The study concluded that new arrivals were harder-working, brought sought-after skills and paid more in tax than they used in public services.
The population rose by 189,000 last year, with 574,000 migrants arriving and 385,000 people leaving. The steady increase over the last decade has led to warnings that the country cannot cope with the growth. But the Government figures suggested migration was throwing a life-line to an economy suffering skills shortages and struggling to support a growing bill for pensions.
It was calculated that new migration accounted for about one-sixth of Britain's economic growth, equivalent to £6 billion last year. The Home Office said the newcomers had "high levels of skills – higher on average than the UK natives" and that employers found migrant workers "reliable and hard-working".
It reported that migrants earned on average £424 per week last year, compared with £395 for UK-born workers, and as a result paid more per head in tax and VAT than Britons. It also suggested that the work ethic of the new arrivals was also having a positive impact on British workers, helping to increase their pay levels.
The Home Office said research showed migrants contributed 10 per cent of Government revenue, but used only 9.1 per cent of expenditure in such areas as schools or hospitals.
It said: "In the long run it is likely the net fiscal contribution of an immigrant will be greater than that of a non-immigrant."
The proportion of foreigners in the workforce has nearly doubled in recent years, but employment has increased by 2.7 million, rebuffing claims that dole queues had lengthened because of migration.
"Concerns that native workers would be displaced by migrant workers... seem ill-founded as migrant workers appear to have complementary skills to the native labour force," it said. Liam Byrne, the Immigration Minister, sounded a cautious note about the figures. "The UK economy and the Exchequer over the long run clearly profit from migration," he said. "But we need to strike a new balance in migration policy where we set benefits alongside what we know about the wider impact of migration."
Danny Sriskandarajah, migration research fellow for the Institute for Public Policy Research, said the figures were positive. "Immigrants bring immense benefits to the UK economy. Let's hope our political leaders pay more attention to this positive evidence than to anecdotes about negative impacts when designing migration policies," he said.
But David Davis, the shadow Home Secretary, said that relying on immigration to boost the economy was "a short term answer" and said the Government should concentrate on finding work for the 1 million economically inactive under 25s in Britain.
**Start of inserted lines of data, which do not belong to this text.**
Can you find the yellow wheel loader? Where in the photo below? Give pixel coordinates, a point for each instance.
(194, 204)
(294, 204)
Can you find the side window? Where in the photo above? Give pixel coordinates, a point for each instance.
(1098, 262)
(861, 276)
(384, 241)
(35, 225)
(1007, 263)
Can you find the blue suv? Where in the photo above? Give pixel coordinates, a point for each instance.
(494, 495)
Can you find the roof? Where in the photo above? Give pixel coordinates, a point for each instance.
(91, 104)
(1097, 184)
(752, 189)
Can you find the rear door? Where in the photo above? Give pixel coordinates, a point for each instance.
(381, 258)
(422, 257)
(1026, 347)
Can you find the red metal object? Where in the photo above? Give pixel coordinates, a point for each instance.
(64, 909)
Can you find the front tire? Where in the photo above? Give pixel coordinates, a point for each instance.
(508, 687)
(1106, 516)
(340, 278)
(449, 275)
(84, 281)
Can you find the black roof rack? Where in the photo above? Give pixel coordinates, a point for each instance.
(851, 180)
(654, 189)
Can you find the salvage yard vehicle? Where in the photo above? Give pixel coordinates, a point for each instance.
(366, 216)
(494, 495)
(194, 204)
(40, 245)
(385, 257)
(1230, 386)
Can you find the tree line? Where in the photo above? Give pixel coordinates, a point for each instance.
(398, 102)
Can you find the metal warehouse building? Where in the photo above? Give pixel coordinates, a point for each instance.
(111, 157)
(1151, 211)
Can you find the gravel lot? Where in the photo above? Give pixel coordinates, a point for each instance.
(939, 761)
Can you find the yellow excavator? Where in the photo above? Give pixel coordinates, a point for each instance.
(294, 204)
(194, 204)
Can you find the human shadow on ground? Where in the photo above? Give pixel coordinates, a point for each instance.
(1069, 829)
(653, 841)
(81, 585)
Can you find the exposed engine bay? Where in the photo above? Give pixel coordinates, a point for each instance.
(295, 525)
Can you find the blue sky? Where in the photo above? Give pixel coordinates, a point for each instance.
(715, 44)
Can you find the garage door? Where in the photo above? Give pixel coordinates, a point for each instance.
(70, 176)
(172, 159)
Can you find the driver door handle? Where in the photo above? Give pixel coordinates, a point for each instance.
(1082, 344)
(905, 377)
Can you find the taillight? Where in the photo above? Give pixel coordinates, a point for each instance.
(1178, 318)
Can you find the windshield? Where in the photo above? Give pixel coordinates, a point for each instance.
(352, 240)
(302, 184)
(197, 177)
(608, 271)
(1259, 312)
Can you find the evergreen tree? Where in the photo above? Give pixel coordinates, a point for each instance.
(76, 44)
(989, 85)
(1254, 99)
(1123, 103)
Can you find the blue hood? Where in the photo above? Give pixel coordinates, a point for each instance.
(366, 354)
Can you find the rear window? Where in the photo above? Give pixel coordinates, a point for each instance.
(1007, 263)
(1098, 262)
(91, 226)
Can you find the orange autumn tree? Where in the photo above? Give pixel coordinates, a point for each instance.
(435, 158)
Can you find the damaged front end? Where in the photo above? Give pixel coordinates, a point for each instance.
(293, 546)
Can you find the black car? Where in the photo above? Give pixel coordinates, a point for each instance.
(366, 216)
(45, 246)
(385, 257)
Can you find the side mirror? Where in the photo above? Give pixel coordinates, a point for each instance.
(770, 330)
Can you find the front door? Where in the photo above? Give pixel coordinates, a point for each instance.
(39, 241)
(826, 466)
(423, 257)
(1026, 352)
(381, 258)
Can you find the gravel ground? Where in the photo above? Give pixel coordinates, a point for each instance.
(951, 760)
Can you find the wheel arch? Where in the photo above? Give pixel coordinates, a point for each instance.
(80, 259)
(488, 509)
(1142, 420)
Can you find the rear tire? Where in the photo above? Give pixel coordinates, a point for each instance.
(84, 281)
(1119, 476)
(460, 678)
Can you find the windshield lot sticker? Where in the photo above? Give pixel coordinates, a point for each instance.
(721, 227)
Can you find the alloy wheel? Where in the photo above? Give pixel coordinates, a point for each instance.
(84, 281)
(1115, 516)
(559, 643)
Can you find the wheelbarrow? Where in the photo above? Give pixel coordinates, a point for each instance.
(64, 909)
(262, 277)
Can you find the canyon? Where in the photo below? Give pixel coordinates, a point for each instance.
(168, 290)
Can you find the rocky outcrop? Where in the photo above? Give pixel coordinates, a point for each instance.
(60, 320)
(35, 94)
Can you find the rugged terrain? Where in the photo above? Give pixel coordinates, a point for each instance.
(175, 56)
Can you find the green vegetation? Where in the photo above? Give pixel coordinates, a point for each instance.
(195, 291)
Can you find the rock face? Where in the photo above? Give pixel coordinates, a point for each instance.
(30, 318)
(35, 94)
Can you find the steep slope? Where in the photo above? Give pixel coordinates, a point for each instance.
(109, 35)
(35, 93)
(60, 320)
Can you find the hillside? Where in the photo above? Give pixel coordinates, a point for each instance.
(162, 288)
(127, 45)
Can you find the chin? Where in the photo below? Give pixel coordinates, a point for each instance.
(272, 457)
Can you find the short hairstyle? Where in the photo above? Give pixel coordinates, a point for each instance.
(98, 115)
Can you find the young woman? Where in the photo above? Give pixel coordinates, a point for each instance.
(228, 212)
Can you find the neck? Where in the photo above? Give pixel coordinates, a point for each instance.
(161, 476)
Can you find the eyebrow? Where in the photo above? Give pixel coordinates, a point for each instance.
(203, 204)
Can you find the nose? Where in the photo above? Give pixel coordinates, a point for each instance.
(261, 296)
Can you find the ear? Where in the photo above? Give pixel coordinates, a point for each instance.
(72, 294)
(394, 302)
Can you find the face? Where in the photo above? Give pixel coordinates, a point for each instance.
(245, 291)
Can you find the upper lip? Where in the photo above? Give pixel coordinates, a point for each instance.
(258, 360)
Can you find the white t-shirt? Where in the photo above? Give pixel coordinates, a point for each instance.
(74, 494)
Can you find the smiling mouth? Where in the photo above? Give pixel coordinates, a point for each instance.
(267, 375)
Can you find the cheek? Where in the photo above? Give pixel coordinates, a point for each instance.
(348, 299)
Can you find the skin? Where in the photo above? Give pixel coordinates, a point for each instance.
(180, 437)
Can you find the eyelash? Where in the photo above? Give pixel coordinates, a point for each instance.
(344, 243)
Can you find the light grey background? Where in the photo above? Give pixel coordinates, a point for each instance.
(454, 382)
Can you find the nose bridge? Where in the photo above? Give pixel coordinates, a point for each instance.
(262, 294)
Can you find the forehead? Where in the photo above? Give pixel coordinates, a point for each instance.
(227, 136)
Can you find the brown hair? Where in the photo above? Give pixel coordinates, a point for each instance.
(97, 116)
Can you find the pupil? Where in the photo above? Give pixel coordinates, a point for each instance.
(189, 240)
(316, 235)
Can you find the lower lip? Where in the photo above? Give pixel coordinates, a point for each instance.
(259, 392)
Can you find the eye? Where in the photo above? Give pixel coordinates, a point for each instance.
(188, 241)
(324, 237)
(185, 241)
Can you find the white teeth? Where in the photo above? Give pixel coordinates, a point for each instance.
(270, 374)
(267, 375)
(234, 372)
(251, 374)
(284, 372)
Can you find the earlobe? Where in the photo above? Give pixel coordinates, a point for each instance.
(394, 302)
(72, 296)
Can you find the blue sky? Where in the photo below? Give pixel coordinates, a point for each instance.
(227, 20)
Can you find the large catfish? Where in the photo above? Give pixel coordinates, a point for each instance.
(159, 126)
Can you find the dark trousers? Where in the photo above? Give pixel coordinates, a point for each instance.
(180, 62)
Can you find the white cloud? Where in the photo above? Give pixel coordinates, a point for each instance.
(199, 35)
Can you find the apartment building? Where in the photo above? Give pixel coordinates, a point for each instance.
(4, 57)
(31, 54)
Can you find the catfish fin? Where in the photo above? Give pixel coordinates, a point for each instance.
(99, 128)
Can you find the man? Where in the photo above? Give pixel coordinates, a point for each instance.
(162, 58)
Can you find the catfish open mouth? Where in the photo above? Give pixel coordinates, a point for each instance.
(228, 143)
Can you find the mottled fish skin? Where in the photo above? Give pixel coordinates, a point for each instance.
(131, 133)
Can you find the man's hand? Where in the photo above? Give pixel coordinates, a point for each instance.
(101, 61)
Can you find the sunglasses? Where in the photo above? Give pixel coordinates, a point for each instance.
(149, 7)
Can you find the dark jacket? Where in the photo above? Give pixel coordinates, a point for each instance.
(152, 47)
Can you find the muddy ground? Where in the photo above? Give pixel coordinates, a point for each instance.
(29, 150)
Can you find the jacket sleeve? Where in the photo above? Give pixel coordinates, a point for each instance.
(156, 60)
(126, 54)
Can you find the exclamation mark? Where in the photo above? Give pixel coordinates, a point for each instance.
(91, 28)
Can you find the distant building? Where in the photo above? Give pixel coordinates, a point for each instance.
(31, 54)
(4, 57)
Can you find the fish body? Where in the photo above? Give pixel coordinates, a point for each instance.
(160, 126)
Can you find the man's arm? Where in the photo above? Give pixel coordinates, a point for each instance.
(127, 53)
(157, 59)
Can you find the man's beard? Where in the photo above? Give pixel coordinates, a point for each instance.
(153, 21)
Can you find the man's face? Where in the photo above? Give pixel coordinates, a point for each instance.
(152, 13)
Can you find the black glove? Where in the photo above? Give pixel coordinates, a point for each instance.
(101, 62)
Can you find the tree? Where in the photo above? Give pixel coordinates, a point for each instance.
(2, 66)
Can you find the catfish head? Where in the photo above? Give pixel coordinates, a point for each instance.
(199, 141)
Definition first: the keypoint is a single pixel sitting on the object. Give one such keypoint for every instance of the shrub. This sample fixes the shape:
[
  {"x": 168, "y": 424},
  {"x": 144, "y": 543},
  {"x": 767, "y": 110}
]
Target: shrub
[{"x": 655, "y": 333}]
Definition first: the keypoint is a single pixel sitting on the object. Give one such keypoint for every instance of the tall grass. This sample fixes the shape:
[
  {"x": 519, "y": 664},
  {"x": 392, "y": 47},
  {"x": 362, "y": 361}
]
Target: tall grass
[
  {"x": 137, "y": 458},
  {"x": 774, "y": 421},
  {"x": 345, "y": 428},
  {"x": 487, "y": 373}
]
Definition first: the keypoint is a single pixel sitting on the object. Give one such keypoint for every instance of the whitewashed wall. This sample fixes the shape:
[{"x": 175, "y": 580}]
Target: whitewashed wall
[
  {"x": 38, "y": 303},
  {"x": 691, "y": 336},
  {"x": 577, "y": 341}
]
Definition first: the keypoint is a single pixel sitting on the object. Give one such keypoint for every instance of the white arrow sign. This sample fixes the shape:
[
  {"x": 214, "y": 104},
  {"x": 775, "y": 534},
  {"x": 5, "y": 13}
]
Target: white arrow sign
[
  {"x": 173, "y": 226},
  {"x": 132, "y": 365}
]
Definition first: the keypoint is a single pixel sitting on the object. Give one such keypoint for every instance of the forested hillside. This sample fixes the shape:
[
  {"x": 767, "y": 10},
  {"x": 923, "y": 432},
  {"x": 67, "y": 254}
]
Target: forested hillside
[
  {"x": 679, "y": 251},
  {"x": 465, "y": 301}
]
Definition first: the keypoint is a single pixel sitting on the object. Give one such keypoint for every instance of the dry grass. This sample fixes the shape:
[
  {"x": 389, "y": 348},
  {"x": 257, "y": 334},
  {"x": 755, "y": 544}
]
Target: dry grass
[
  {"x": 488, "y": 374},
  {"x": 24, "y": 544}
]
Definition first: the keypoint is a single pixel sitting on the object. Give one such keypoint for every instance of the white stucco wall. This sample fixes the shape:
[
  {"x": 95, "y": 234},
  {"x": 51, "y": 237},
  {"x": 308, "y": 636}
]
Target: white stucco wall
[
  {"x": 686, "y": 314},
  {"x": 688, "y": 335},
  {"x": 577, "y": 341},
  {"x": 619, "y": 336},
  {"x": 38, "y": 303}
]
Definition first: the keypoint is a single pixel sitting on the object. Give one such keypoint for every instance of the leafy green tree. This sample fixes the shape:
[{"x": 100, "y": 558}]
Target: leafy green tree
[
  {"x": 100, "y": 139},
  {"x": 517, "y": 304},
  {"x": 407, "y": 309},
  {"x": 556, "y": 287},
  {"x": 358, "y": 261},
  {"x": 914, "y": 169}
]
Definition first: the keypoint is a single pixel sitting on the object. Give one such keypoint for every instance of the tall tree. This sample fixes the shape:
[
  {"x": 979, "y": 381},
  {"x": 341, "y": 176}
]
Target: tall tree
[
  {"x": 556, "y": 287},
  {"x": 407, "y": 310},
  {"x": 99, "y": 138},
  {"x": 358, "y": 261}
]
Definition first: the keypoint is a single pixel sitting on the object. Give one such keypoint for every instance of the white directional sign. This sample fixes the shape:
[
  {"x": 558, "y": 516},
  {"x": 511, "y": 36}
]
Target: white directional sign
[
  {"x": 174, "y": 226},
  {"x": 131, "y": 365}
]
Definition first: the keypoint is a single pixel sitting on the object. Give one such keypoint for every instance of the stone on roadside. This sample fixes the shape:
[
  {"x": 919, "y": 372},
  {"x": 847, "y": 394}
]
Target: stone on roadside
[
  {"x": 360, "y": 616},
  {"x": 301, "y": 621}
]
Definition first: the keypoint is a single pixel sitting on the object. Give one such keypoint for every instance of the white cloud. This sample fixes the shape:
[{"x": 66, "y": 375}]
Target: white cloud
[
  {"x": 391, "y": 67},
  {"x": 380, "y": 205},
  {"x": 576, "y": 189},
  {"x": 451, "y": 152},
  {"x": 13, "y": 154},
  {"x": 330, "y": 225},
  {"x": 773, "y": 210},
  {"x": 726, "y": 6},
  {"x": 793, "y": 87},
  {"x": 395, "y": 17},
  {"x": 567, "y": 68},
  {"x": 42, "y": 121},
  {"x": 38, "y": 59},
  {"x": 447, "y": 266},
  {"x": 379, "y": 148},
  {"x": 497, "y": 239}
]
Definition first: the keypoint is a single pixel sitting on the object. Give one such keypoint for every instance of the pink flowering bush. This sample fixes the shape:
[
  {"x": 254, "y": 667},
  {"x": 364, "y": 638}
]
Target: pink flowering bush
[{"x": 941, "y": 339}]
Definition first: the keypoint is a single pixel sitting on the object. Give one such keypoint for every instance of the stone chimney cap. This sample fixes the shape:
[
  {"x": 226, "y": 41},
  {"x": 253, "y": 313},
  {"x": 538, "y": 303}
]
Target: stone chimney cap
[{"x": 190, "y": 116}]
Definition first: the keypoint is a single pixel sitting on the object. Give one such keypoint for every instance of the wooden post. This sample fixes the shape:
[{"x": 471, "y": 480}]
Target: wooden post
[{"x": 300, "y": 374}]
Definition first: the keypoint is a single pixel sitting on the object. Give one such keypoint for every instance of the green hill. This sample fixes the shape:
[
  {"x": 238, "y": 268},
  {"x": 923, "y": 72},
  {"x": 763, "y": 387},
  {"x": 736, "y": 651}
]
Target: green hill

And Sir Andrew Green, chairman of MigrationWatchUK, which campaigns against mass immigration, dismissed the importance of the figures.
"This is an incredibly feeble justification for mass immigration," he said. "In fact, on their own figures the benefit to the native population is trivial. The addition to production is almost exactly the same as the addition to population."
The Home Office published the research ahead of today's meeting of the Government-sponsored Migration Impact Forum, which advises ministers on the effect immigration is having on all aspects of national life. Its conclusions will be studied by ministers when they decide whether to lift the tough restrictions on workers from Romania and Bulgaria, which joined the EU in January.
The forum will be told today that all parts of the country have experienced an increase in numbers of new arrivals from the eight eastern and central European countries that joined the European Union in 2004. All regions reported an economic boost from the newcomers, but concluded some problems of integration and pressure on public services had also begun to develop.
It said community tensions had emerged in areas such as the South-west and Scotland which had not previously experienced large-scale immigration, while several other regions warned of the pressure on the supply of cheap housing.